Location
- Coordinates: 20°00′20″N 73°45′06″E﻿ / ﻿20.00556°N 73.75167°E

Information
- Opened: 1937
- Founder: B. S. Moonje
- School district: Nashik
- Campus size: 160 acres (0.65 km^{2})
- Campus type: Residential
- Accreditation: State Board
- Publication: Ramdandee Magazine

= Bhonsala Military School =

Indian educational institution

Bhonsala Military School is a secondary school in Nasik, Maharashtra, India, specialising in military education. It was founded by B. S. Moonje in 1937.

== Establishment ==
Bhonsala Military School, Nasik was established by Dr. Balkrishna Shivramji Moonje, who established the Central Hindu Military Education Society at Nasik in 1935 and started the school on June 12, 1937.

Over the years, the school has established itself as a school catering for educational needs of students from all over India while also serving as a focal point for military education. In 1995, the school was granted affiliation by the Indian Public Schools' Conference, an association of heads of leading public schools of the country.

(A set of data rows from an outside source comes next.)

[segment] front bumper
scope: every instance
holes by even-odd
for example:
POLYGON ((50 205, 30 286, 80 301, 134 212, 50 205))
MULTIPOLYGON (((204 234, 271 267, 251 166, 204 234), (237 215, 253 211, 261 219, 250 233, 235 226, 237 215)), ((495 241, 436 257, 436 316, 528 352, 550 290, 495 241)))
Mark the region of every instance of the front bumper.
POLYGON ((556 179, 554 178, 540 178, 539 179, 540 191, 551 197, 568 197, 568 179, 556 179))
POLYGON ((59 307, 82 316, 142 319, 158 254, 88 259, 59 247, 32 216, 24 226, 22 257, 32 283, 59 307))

The school began in the Surgana Palace in Nasik City with 90 students on its roll. The maharaja of erstwhile Gwalior State, H.H. Shriman Jivajirao Scindia, inaugurated the main building of the school. In his inaugural speech, he said, "It is not a mere coincidence that within a short period of the opening of a first rate public school in India (Doon School, Dehradun), we are here today to open a first rate Military School." The governor of Bombay State, Sir Roger Lumley, laid the foundation stone of the school's present main building.

== Founder ==
In 1935, B. S. Moonje established the Central Hindu Military Education Society at Nashik at the age of 63 with the aim of 'Indianisation' of the army (Indian Defense) and started 'Bhonsala Military School' in 1937. He was a believer in the Indianisation of the army during the British rule, and he was also a believer in the indispensability of military training to Indian youth.

== Facilities ==
The school has a large athletics facility including a football ground, athletic track, basketball court, volleyball court, hockey ground, an area for horse riding, a rifle shooting yard and an international level swimming pool. Bhonsala has also been known for high performance in sports, recognized by the Sports Authority of India (SAI). Virendra Singh is one of the experienced coaches of Bhonsala military School, who has encouraged many international level performers. One of his students is the long distance runner Sanjivani Jadhav.